Sports Today: Shot clocks are still terrible edition

After winning in court, the Dunbar boys' basketball team won on the court last night against Fenwick.

I wasn’t there, but it sounds like it was a fairly strange game.

The Wolverines prevailed 27-26 in a game that had more standing than playing in the second half.

Via Marc Pendleton:

Fittingly, the game also was an oddity. Fenwick (17-7) was packed in a tight zone defense like it had mostly used to win a Greater Catholic League Co-Ed North championship. Dunbar hoped to draw the Falcons out by holding the ball.

Instead, the final four minutes of the third quarter and the opening five minutes of the fourth quarter were spent with Dunbar players standing still with the ball and Fenwick defenders watching motionless. 

This of course will draw more calls for the OHSAA to implement a shot clock, something it should not do.

The shot clock works, sort of, in the NBA because the players are so incredibly talented — most importantly because almost everyone can shoot, which is the opposite of how things are at every other level of basketball.

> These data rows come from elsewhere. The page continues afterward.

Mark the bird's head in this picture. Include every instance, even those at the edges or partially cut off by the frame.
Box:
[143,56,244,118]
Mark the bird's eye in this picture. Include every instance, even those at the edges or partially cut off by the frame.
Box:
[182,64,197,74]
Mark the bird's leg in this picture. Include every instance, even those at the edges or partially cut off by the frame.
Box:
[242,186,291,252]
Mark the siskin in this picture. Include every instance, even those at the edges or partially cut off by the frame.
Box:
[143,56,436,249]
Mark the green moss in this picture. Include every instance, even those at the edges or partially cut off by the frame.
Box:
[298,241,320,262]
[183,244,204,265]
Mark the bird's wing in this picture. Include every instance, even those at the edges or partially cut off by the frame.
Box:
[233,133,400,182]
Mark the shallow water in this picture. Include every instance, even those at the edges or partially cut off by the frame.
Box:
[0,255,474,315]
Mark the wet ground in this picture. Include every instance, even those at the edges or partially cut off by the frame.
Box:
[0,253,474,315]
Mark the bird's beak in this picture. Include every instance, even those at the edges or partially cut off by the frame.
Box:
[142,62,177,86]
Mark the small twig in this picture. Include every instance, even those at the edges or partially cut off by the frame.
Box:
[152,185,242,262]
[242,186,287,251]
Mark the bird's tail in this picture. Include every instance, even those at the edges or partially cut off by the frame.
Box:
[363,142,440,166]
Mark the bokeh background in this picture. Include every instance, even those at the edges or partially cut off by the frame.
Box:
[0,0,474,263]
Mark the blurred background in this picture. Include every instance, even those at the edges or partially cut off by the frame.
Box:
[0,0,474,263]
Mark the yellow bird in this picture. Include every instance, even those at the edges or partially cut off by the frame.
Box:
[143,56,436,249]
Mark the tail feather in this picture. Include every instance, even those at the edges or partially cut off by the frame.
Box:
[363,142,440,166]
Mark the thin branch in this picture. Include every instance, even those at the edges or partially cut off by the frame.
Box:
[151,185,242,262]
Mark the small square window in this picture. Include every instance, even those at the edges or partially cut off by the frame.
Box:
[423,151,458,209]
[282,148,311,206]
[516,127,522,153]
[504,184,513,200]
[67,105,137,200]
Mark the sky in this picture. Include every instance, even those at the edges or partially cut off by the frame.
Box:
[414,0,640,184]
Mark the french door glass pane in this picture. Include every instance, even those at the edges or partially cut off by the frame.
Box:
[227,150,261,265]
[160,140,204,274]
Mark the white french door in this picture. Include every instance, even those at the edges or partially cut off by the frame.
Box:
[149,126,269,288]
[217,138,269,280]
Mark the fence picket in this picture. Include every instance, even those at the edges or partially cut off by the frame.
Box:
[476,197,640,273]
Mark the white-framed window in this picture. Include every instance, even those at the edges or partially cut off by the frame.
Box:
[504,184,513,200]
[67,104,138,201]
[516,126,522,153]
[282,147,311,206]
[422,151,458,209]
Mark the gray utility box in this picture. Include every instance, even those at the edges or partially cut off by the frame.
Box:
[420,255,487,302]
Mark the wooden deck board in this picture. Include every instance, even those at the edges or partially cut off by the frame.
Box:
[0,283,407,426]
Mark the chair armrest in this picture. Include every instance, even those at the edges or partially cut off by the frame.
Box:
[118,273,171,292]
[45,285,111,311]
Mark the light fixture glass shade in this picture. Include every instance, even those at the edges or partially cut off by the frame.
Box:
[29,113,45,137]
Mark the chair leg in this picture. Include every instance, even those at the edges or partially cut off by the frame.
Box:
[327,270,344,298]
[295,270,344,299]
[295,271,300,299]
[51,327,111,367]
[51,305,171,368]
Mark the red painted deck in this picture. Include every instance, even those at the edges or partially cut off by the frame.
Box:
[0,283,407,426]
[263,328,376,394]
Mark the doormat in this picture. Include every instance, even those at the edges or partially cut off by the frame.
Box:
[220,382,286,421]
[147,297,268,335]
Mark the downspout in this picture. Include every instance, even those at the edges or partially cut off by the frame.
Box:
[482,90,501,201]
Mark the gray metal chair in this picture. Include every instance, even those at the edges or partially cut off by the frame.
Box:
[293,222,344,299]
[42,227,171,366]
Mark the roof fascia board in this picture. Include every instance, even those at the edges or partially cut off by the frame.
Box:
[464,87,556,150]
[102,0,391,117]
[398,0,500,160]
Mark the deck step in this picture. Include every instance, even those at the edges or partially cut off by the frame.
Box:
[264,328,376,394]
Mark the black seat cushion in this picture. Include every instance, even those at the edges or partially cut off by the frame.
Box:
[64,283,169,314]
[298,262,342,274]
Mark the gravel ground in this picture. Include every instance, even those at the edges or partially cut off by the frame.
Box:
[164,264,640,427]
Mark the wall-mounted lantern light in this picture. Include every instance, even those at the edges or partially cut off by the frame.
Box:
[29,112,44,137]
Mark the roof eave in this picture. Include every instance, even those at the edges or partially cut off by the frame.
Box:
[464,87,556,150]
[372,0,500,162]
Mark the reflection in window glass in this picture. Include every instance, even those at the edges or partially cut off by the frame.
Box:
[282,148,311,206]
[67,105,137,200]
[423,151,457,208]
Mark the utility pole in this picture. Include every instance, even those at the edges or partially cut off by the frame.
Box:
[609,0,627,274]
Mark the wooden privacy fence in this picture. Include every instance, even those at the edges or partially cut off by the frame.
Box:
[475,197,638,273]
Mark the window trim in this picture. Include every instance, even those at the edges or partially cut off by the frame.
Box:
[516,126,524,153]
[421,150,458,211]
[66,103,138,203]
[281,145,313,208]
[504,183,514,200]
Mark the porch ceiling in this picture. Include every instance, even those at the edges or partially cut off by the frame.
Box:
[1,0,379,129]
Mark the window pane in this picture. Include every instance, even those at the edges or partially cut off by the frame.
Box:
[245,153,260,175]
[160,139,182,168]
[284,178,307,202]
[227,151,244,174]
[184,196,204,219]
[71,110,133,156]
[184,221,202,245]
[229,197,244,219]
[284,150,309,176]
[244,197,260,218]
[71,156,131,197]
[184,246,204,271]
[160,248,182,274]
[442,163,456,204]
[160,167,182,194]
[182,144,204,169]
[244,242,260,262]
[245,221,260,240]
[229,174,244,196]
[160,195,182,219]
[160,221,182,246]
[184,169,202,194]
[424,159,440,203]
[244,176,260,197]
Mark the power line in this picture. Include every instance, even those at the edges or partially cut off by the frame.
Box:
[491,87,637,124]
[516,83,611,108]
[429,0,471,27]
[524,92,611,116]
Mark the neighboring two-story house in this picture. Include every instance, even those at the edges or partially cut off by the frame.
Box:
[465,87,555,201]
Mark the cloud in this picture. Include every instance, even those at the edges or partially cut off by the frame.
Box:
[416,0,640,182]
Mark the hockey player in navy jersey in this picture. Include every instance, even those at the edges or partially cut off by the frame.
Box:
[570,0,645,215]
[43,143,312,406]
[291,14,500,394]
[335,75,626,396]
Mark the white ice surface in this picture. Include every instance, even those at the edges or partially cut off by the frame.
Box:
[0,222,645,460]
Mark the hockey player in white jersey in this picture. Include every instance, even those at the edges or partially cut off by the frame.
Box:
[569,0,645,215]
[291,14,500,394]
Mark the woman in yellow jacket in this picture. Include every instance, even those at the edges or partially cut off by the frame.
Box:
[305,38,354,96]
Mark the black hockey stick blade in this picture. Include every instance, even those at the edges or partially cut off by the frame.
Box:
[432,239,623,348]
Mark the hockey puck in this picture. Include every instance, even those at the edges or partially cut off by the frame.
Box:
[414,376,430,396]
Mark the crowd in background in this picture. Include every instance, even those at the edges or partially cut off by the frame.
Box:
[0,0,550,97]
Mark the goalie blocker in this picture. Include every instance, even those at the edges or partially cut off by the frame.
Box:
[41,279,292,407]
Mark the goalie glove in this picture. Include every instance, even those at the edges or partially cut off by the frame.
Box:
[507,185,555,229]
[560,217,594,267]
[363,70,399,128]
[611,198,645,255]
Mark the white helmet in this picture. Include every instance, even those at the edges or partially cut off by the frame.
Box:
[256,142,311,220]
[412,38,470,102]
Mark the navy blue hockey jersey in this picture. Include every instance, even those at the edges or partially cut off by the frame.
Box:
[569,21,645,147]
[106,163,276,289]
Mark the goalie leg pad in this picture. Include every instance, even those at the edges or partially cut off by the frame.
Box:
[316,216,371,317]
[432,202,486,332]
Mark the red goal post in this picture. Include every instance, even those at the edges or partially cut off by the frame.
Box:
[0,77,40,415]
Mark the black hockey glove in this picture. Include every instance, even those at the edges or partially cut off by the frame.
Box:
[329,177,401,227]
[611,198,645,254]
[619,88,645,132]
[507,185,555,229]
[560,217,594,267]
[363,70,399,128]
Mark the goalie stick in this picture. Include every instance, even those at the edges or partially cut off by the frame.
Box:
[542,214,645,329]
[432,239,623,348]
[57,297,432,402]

»RELATED: Dayton, OHSAA in war of words after Dunbar legal victory

Since NBA players can consistently finish possessions successfully out of a variety of situations, the game remains entertaining.

That league still endured a noticeable scoring dip and terrible pace-of-play issues in the late 1990s and early 2000s, though, which is further proof the shot clock isn’t an answer for anyone else.

It brings diminishing returns because it punishes teams that are good at running offense and rewards those who just want to muck things up by forcing teams to shoot even when there is no shot to take.

Who said there should be a time limit on how long a team has to play good defense?

Like anyone else, I don’t want to see a team simply hold the ball, but that can be prevented by guarding them.

And if a team is able to play keep away while being closely guarded? More power to them. Handling the ball and passing are basketball skills just as much as shooting. It’s all part of the game.

College coaches who want to still manage to play a slow-down game, and scoring at that level was higher before the shot clock was installed.

The recent scoring uptick in college are more from actually calling fouls (and many teams responding by playing less physically) than by shaving five seconds off the shot clock.

The only way for a shot clock to have a significant effect on pace of play is to be so short that teams don’t have time to set up an offense at all, which I’ve never seen anyone advocate.

As mentioned, the remedy for teams holding the ball is already in place thanks to the five-second rule.

Fenwick knew what it was doing when it got into a zone last night.

Since the Wolverines had the lead, Dunbar was smart to hold the ball if it didn’t feel it could beat that zone consistently.

Fenwick could have stopped this easily by getting out of the zone, but they didn’t.

Both coaches said as much in our other story from last night.

Via Rick Cassano:

"I was expecting a decent scoring game, but it's tournament time. You've got to do what you have to do to win the game," Wolverines coach Chuck Taylor said. "We thought Fenwick did a good job packing it in on our big guy and our shots wouldn't fall, so we just decided if we got a lead, we had to make those guys play man-to-man.

"We put the ball in their court. If they wanted to sit back, we were going to hold the ball."

Fenwick coach Pat Kreke said he had no regrets.

"It wasn't a good game to watch, but if I didn't think it was working to our advantage, we'd have come out of the zone right away," Kreke said. "I thought that was to our advantage, and we had a shot to win. I thought the kids played their butts off."

Good enough for me.

The bottom line is the shot clock works as a disincentive to running good offense without really encouraging teams to play fast either, which means it isn’t worth it as far as I’m concerned.

Next up for Dunbar is a district final against Cincinnati Woodward on Saturday in Hamilton…

Meanwhile, the next basketball game that counts Justin Ahrens will play will be in an Ohio State uniform. 

Ahrens' Versailles team was knocked out of the Division III tournament by Cincinnati Madeira last night.

The Midwest Athletic Conference Player of the Year had 13 points while twin brother AJ led the Tigers with 15.

On the bright side for Versailles, the Tigers girls' team is still going after a throttling of Williamsburg.